Ao todo, 125 empresas associadas a dez sindicatos serão impactadas, somando 136 unidades consumidoras. Mas a procura por cotas ainda é grande e o projeto será expandido, com a previsão de mais 10 usinas até 2020, sendo duas ainda neste ano. “O primeiro vagão de energia limpa já está cheio, mas os próximos já estão sendo organizados”, conta Tânia Mara Costa, gerente de Desenvolvimento da Indústria da FIEMG. A gestora conta que, os critérios para que os sindicatos se associem ao consórcio é possuírem uma carteira de associados com o mínimo de R$ 25mil de despesas mensais com gasto energético.

As empresas que querem fazer parte precisam, além de serem associadas ao sindicato de seu setor, ter um com consumo médio mensal maior ou igual a 500 kWh nos últimos 12 meses (média–contas mínimas de R$ 500,00), pertencerem às classe ou subclasses comercial, industrial ou de serviços e utilizar a modalidade tarifaria convencional B3.  Atualmente, os seguintes sindicatos fazem parte do consórcio: SINDBEBIDAS; SINDIMIG; SINDIPAN-UBER; SINDIREPA; SINDIVESTU; SINPAMA; SINPAVA; SINVESD; SINDIMETAL e SINDINFOR.
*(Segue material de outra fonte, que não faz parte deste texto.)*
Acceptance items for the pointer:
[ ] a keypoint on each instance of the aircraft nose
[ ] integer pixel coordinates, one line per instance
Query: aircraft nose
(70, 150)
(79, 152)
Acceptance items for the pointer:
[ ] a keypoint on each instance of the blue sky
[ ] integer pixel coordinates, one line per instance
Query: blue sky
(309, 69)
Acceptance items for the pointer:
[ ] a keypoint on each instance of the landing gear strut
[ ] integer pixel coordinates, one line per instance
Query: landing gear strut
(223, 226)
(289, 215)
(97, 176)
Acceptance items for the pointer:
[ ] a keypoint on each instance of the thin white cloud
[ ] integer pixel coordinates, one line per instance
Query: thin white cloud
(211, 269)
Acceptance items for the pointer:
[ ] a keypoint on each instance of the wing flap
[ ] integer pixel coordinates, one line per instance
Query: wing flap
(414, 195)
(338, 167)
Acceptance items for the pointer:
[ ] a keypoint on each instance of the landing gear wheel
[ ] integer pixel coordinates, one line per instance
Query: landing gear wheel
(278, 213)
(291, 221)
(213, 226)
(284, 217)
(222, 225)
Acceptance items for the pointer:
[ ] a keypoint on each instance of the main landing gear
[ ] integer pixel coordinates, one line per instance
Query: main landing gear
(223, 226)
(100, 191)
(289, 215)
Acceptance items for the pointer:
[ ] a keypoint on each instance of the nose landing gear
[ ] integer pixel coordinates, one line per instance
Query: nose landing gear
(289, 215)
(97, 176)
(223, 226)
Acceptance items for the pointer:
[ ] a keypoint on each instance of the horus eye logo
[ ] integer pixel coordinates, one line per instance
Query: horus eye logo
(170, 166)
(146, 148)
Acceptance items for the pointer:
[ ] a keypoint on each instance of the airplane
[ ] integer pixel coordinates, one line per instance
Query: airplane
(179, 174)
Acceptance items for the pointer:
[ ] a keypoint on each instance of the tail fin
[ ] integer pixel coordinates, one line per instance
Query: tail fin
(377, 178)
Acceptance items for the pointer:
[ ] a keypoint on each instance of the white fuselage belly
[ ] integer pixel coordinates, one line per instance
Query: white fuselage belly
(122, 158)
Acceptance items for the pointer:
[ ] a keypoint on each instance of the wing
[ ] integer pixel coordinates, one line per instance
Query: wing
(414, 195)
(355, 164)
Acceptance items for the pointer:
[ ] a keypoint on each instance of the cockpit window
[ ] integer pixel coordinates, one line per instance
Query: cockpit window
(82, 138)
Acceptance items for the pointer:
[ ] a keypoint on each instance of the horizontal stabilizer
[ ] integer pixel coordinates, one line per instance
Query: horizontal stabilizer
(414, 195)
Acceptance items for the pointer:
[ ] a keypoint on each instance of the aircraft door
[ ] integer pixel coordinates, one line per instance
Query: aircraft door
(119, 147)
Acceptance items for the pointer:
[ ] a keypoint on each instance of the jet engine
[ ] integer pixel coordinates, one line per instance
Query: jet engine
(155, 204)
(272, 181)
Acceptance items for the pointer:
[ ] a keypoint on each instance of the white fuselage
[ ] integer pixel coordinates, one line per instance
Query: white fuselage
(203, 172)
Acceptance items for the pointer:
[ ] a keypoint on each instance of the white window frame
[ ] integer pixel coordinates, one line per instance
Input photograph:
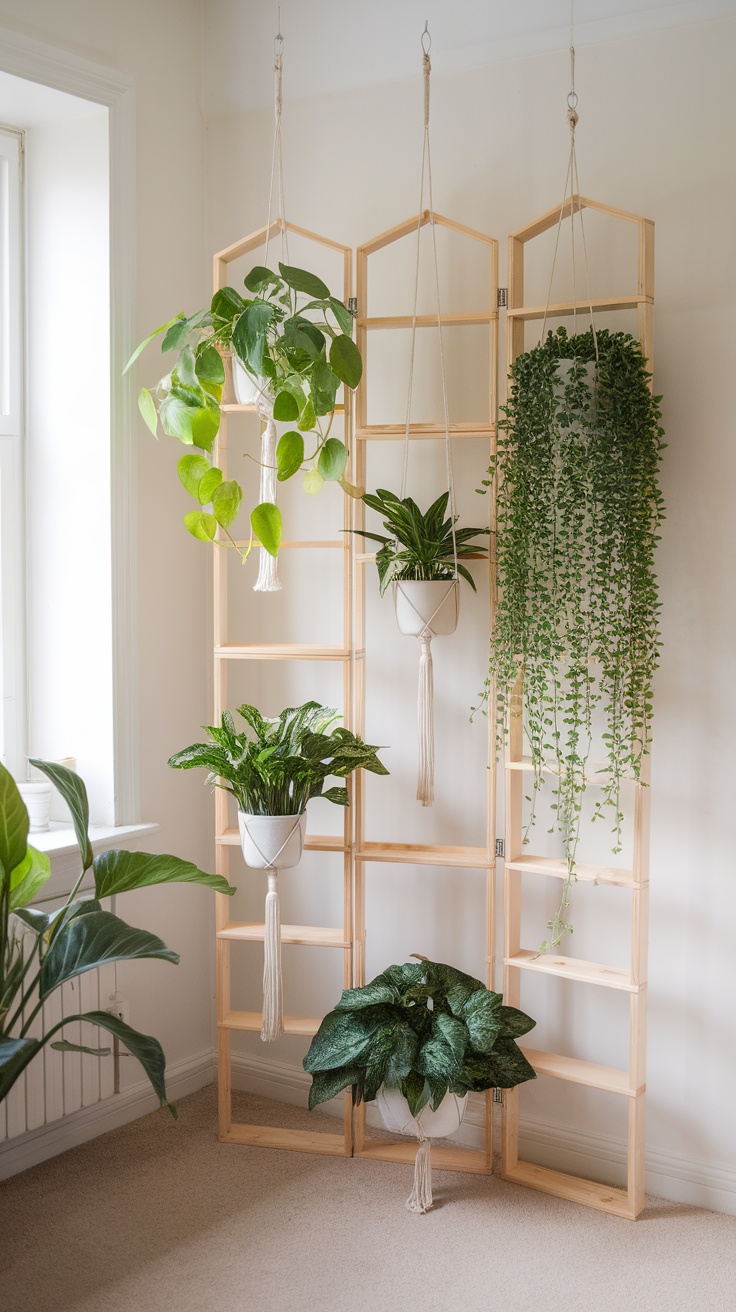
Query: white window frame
(12, 500)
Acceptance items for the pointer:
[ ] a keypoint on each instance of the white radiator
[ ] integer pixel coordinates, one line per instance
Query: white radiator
(57, 1084)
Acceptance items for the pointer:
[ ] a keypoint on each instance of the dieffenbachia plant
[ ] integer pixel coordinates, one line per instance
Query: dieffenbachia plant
(285, 762)
(421, 1027)
(579, 509)
(41, 950)
(294, 339)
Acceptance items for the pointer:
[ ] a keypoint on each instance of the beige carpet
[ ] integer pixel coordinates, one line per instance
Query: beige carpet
(162, 1216)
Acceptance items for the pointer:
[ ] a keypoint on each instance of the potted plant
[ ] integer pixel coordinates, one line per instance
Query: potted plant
(579, 511)
(417, 1039)
(421, 558)
(272, 777)
(291, 344)
(42, 950)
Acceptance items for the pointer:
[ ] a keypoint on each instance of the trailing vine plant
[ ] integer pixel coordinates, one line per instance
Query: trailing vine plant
(577, 514)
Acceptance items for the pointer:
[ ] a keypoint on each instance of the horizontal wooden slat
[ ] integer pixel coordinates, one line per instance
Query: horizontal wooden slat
(471, 1160)
(572, 968)
(280, 651)
(308, 936)
(571, 307)
(581, 1072)
(602, 1197)
(251, 1021)
(417, 854)
(419, 432)
(295, 1140)
(482, 316)
(587, 874)
(312, 842)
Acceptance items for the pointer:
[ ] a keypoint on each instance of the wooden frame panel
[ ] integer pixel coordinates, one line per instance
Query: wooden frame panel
(232, 934)
(478, 1161)
(631, 1084)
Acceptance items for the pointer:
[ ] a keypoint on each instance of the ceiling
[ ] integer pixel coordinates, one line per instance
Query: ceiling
(333, 45)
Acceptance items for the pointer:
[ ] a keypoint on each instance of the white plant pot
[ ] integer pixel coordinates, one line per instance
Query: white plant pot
(247, 389)
(272, 841)
(427, 608)
(37, 798)
(429, 1125)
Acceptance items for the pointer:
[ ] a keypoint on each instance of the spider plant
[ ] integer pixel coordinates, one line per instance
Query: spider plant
(285, 762)
(419, 546)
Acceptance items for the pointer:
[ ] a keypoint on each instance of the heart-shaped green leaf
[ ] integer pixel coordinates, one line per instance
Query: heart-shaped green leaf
(289, 454)
(332, 457)
(265, 521)
(345, 360)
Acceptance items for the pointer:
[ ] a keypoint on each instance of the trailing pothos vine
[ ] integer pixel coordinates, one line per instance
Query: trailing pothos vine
(577, 514)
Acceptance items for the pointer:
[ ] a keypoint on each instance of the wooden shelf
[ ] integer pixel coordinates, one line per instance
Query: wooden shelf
(602, 1197)
(398, 432)
(312, 842)
(472, 1160)
(295, 1140)
(580, 1072)
(482, 318)
(416, 854)
(308, 936)
(576, 307)
(251, 1021)
(280, 651)
(585, 873)
(572, 968)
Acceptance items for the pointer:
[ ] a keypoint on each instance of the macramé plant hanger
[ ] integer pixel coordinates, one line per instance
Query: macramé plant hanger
(579, 511)
(428, 609)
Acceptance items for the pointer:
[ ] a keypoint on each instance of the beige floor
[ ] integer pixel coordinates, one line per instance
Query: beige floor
(162, 1216)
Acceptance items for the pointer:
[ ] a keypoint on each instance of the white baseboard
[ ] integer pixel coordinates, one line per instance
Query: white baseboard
(46, 1142)
(678, 1178)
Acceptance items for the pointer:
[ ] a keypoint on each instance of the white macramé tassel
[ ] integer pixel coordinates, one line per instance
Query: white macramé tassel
(425, 781)
(268, 567)
(420, 1197)
(272, 1020)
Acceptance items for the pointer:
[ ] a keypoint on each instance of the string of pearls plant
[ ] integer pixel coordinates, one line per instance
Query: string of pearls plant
(577, 516)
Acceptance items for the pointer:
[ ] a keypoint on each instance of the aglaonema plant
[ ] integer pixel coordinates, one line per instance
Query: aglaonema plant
(294, 340)
(42, 950)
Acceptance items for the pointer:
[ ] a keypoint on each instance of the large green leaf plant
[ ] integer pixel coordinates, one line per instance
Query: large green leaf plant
(285, 762)
(294, 339)
(41, 950)
(421, 1027)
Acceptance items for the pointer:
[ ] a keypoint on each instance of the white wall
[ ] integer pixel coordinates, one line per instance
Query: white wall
(158, 46)
(657, 113)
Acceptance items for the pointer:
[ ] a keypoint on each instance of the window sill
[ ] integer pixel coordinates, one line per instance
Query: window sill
(59, 844)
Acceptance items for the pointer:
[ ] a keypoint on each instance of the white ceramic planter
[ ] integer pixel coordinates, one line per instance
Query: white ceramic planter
(427, 608)
(429, 1125)
(272, 841)
(37, 798)
(247, 389)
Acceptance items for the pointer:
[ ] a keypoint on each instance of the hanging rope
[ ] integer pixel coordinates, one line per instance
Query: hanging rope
(571, 194)
(268, 577)
(425, 702)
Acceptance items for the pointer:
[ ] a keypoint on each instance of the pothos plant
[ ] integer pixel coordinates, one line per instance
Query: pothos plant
(423, 1027)
(294, 339)
(41, 950)
(577, 514)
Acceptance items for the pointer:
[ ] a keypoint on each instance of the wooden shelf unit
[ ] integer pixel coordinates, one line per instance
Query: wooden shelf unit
(230, 933)
(631, 1084)
(478, 1161)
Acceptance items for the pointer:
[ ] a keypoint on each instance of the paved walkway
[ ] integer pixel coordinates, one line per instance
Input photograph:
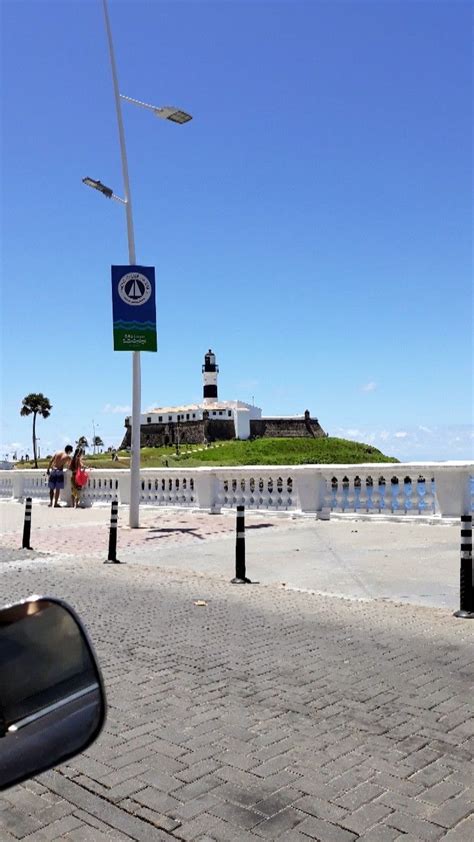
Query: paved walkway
(266, 714)
(405, 562)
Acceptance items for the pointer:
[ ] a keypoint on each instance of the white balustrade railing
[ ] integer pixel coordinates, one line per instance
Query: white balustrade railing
(389, 490)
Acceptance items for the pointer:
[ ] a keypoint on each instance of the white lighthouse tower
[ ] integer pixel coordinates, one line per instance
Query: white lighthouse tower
(209, 377)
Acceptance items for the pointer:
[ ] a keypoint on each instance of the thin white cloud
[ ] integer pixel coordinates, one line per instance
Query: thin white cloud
(116, 410)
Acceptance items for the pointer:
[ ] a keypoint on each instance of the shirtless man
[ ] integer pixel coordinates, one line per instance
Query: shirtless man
(60, 460)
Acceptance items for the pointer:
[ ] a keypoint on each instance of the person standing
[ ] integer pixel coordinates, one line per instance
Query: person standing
(77, 464)
(58, 463)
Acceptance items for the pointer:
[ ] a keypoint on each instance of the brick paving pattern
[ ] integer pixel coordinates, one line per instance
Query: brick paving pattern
(265, 714)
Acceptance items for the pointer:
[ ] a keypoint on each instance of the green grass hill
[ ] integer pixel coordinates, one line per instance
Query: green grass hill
(294, 451)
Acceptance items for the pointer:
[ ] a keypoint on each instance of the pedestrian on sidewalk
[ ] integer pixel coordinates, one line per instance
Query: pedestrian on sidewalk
(77, 467)
(58, 463)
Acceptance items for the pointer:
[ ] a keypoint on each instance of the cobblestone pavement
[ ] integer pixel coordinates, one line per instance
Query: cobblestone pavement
(265, 714)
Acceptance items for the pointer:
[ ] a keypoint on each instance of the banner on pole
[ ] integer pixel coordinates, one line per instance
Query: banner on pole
(133, 306)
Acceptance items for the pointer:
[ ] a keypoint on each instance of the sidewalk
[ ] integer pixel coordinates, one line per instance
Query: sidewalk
(404, 562)
(265, 714)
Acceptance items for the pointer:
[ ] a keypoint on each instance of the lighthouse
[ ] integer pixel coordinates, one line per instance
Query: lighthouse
(209, 377)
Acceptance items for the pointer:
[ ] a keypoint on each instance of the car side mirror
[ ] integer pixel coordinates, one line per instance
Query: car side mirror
(52, 698)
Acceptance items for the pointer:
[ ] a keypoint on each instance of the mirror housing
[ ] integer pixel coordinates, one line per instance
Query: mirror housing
(52, 697)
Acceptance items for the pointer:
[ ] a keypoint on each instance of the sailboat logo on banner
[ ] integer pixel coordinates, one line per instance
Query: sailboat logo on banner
(134, 288)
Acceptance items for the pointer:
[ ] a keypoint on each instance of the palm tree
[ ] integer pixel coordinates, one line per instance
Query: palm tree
(36, 404)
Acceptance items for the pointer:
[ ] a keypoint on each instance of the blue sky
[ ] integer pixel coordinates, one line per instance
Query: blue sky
(312, 224)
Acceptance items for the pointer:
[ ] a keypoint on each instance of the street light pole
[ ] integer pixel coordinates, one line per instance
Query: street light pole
(134, 517)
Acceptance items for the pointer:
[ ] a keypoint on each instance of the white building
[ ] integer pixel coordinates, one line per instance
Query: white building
(239, 412)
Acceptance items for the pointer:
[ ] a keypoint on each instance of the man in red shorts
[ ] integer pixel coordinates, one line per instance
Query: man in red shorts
(60, 461)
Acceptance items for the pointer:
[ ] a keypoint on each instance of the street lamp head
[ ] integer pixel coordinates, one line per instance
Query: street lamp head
(169, 112)
(97, 185)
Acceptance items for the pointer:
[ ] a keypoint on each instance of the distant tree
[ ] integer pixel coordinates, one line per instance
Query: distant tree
(35, 404)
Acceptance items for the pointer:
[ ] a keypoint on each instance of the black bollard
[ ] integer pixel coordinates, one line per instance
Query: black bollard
(466, 590)
(27, 525)
(240, 577)
(112, 557)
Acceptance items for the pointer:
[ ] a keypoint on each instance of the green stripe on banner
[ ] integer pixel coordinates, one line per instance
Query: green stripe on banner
(134, 339)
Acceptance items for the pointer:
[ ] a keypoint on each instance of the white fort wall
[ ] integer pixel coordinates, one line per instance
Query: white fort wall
(420, 490)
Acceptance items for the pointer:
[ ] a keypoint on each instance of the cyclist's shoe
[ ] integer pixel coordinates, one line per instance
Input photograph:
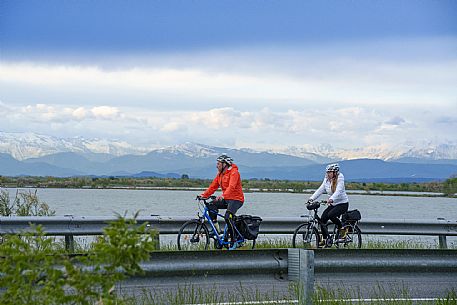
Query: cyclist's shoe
(343, 233)
(235, 245)
(322, 242)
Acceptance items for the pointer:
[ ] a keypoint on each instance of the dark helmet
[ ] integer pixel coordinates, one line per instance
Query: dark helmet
(332, 167)
(225, 159)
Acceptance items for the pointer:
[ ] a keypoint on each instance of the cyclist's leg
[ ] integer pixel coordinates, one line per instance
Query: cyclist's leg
(323, 223)
(232, 208)
(213, 209)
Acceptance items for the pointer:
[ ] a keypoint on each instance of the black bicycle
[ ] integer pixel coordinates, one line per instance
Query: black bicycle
(307, 235)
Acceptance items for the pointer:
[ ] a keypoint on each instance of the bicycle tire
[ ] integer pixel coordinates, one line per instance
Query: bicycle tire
(354, 239)
(193, 235)
(306, 236)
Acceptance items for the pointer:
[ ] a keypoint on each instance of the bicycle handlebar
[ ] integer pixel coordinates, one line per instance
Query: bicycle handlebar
(204, 199)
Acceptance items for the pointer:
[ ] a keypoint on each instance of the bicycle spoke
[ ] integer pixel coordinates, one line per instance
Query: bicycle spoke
(193, 235)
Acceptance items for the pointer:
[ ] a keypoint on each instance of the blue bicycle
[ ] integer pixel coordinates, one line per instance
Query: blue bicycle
(195, 235)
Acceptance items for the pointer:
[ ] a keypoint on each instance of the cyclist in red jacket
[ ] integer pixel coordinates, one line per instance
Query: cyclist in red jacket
(232, 198)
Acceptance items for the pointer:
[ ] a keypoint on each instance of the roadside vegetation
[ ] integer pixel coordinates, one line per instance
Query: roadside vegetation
(448, 187)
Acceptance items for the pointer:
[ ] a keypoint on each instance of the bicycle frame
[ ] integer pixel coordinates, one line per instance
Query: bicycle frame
(219, 238)
(314, 224)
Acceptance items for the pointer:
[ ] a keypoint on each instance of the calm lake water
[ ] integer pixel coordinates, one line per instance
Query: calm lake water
(107, 202)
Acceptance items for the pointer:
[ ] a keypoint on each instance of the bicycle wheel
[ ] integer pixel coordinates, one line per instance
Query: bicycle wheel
(353, 239)
(193, 235)
(306, 236)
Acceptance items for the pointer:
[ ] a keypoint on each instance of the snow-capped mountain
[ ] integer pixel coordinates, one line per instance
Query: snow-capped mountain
(426, 151)
(30, 145)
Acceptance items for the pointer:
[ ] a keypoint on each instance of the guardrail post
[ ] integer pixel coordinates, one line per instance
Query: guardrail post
(442, 241)
(69, 243)
(301, 270)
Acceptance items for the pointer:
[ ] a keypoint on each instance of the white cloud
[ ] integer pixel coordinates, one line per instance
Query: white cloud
(105, 112)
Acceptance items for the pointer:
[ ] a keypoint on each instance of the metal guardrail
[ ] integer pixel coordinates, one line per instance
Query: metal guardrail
(267, 269)
(70, 226)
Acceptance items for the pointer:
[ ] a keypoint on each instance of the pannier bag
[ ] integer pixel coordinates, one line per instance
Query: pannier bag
(352, 215)
(248, 226)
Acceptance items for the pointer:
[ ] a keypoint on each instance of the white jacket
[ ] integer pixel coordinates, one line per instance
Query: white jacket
(338, 197)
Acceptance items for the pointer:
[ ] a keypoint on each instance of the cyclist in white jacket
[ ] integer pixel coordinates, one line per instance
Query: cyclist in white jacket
(338, 202)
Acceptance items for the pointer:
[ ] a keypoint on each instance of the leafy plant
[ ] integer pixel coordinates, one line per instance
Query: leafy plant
(34, 271)
(23, 204)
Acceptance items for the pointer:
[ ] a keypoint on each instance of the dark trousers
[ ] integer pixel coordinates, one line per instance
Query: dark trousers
(232, 207)
(332, 213)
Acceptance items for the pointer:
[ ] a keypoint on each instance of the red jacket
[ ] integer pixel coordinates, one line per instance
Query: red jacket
(230, 183)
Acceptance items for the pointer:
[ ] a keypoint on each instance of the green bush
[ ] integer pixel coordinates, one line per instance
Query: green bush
(34, 271)
(23, 204)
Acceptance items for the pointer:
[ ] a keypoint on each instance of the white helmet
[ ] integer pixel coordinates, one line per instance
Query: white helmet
(225, 159)
(332, 167)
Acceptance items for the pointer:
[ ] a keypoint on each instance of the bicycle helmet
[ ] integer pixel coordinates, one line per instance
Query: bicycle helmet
(225, 159)
(332, 167)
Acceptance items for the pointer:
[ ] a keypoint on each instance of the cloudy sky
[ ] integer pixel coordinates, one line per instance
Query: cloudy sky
(259, 74)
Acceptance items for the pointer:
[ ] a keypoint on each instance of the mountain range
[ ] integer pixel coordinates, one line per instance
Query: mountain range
(40, 155)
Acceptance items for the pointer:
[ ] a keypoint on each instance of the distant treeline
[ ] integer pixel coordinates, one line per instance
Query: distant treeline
(448, 187)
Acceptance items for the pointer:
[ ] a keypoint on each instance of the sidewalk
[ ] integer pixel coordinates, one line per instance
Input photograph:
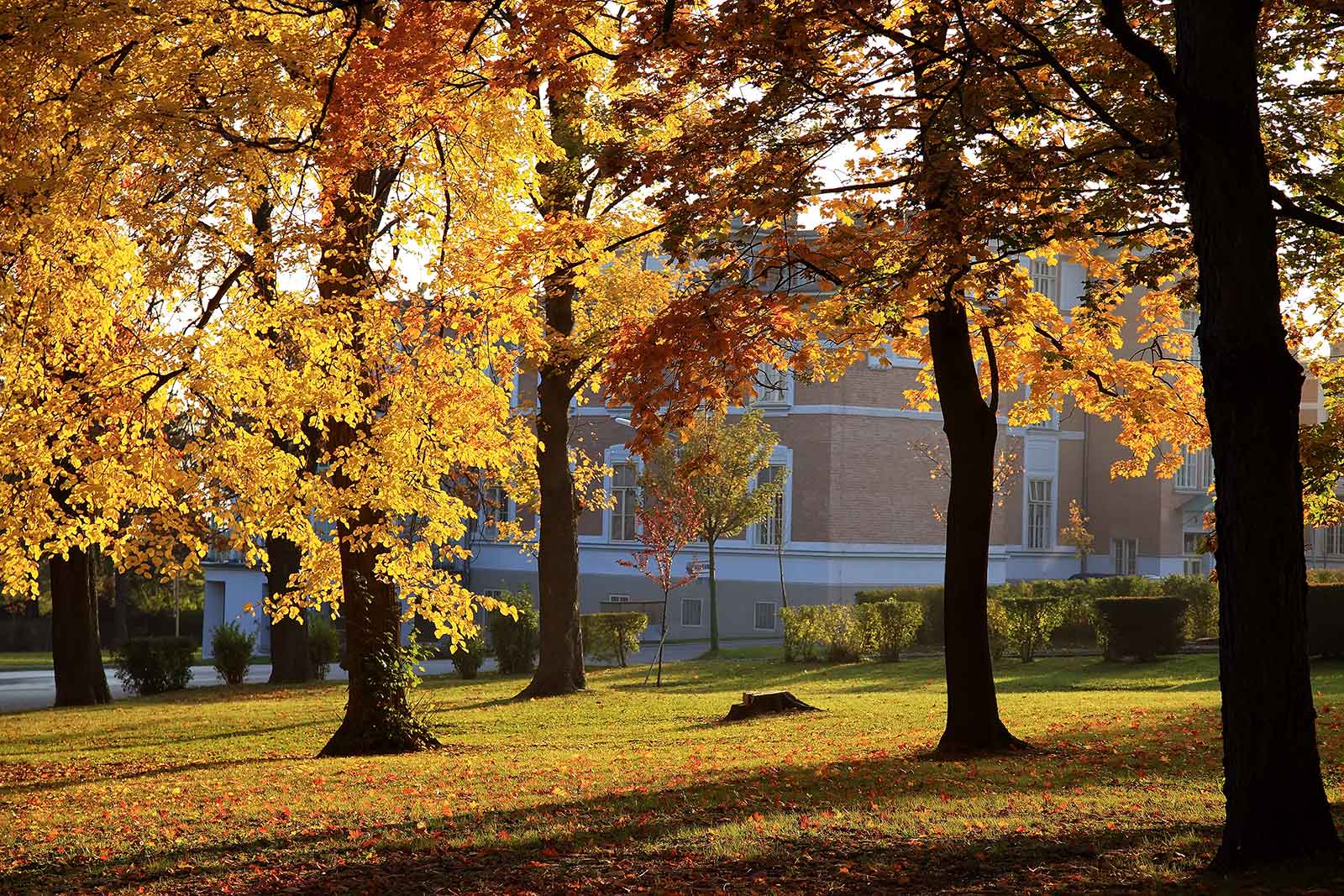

“Diante de um cenário de forte competitividade, um ponto muito importante com que as empresas precisam se preocupar é a matriz energética”, afirma Fabrício Lara dos Santos, presidente do Sindicato Intermunicipal das Indústrias de Alimentação, Panificação, Confeitaria e de Confeitaria do Vale do Aço (SINPAVA). Santos, que é proprietário da Padaria do Horto, em Ipatinga, conta que o 3° maior custo de sua empresa é o gasto energético. Ele ressalta que é importante que as empresas conheçam suas matrizes energéticas e as opções de fornecimento existente no mercado. “Por isso a assessoria da equipe de Desenvolvimento da Indústria da FIEMG, com sua experiência e conhecimento de mercado, tem muito há nos oferecer, mostrando as opções de fornecimento, de grupos de investidores e caminhos que podem ser seguidos para que as empresas possam ter acesso a um custo energético mais barato”, reflete Santos citando como exemplo a parceria entre FIEMG e CEMIG na Usina de Janaúba.

Impacto socioeconômico e ambiental

De acordo com o Banco Mundial, as emissões de CO2 per capita no Brasil são de 2,59t/hab. Com a criação das usinas fotovoltaicas, a previsão é que o consumo médio projetado seja de 600 mil kWh/mês. Desta maneira, 16.692 toneladas de CO2 (667,68t/ano) não serão emitidos durante a duração do projeto, que são 25 anos. “Em um futuro próximo, a comercialização de CO2 será uma realidade para as indústrias de Minas Gerais”, reflete gerente de Desenvolvimento da Indústria da FIEMG. Outro benefício do projeto é o impacto social e econômico que o consórcio liderado pela FIEMG está gerando na região do Norte de Minas. Com o funcionamento da Usina de Janaúba, diversos empregos estão sendo gerados direto ou indiretamente, aumentando a arrecadação de impostos no município e também, o aumento de consumo. Segundo a Associação Brasileira de Energia Solar (Absolar), para cada 1 MWp instalado, de 25 a 30 empregos são gerados. Desta maneira, desde a concepção do projeto da Usina de Janaúba, que engloba vários itens como montagem da estrutura, operação e manutenção; mais de 100 postos de trabalho foram criados. “Todos saem ganhando; as indústrias, que terão tarifas mais baixas nas contas de energia, os sindicatos, que terão uma renda fixa, o meio ambiente, com a geração de energia limpa e a sociedade, com a criação de novos postos de trabalho”, ressalta Márcio Danilo Costa.